Aggregated load control effects in distributed control strategy with or without considering customers’ responsive behavior

Instead of getting full participation in DR, customers’ responsive behavior brings some adverse effects on control effects. When the deviation between \(\varepsilon_{{realtime}}\) and \(\varepsilon_{{base}}\) becomes large, the regulating capacity of VPPs (\(\rho_{r}\) or \(\rho_{{f}}\)) will reduce because of the adjustment range of optimal solution for u changing.

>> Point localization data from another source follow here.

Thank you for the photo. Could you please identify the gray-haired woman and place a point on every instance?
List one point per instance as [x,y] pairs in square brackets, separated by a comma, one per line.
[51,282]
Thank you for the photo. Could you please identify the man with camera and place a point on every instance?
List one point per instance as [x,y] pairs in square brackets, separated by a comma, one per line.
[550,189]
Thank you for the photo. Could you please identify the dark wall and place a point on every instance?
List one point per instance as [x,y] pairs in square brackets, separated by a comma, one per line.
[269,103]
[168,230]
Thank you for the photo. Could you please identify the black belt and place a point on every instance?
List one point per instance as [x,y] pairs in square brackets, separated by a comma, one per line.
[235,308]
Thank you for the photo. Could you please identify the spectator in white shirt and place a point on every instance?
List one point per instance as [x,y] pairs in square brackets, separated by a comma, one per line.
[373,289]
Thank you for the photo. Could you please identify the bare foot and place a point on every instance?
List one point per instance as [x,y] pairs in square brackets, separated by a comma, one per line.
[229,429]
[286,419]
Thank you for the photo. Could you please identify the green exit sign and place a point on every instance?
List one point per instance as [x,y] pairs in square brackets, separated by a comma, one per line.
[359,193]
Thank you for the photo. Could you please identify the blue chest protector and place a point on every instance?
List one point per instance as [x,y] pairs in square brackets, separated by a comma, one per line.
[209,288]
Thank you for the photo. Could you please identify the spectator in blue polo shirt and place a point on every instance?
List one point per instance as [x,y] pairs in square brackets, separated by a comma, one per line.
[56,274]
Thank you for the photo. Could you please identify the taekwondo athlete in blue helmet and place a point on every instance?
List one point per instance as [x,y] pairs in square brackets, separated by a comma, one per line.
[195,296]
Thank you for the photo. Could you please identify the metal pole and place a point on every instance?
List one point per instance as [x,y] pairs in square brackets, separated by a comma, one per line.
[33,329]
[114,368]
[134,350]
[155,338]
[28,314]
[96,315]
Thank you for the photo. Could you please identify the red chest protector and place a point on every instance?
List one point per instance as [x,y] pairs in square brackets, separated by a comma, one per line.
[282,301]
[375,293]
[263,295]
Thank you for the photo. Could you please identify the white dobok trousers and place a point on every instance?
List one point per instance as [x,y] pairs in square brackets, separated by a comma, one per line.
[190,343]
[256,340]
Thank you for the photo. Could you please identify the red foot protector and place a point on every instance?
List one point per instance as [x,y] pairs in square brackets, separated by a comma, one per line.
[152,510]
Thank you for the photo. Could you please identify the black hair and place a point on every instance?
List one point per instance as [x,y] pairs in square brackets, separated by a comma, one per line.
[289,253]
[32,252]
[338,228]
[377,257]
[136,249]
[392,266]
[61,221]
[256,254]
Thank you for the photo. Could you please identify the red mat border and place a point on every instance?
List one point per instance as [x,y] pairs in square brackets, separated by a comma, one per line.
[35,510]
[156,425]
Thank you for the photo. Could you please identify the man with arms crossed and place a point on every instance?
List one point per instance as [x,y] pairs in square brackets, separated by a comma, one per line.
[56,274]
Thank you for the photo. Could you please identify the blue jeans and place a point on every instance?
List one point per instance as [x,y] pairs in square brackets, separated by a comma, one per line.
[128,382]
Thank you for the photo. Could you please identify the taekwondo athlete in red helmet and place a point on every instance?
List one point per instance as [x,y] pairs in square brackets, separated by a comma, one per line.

Similarly, customers’ responsive behavior weakens the fluctuation balancing effects, as shown in Fig. 16.

Fig. 16
figure 16

Simulation results of power fluctuations considering customers’ responsive behavior

Under the influence of the price, the costumers’ behavior changes, which will inevitably lead to the corresponding changes in electricity load. This process is in the case of unconscious energy storage and release in fact.

5 Conclusion

A hierarchical and distributed control strategy of TCAs is established, which is used to balance the power fluctuation of tie line caused by renewable energy through controlling heat pumps. Target assignment and compensating algorithm are introduced to achieve maximum utilization of DR resources in controlled regions. Besides, the nearly center-free hierarchical and distributed control strategy decreases the amount of communication data. We also improve OTR-O to OTR-I by integrating model prediction and customers’ responsive behavior model. The combined analysis is used to investigate the performance of proposed method. The results indicate that VPPs composed of heat pumps can follow the given target, and then balance power fluctuation of tie line caused by renewable energy, which is better than centralized control strategy. Moreover, instead of getting full participation in demand response, customers’ responsive behavior brings some negative influences on control effects. But considering the customers’ responsive behavior is much closer to the actual situation, and will be more customer-friendly.

The possibility of using prediction model in the DR strategy to further reduce information transmission quantity and the influence of packet loss, bit error and time delay in the communication system on the DR control performance, the influence of tariffs change on VPP charging–discharging mode at the aggregator level, and the interaction between the pricing of compensation strategy and the control strategy of VPP charging–discharging mode will be studied in the future.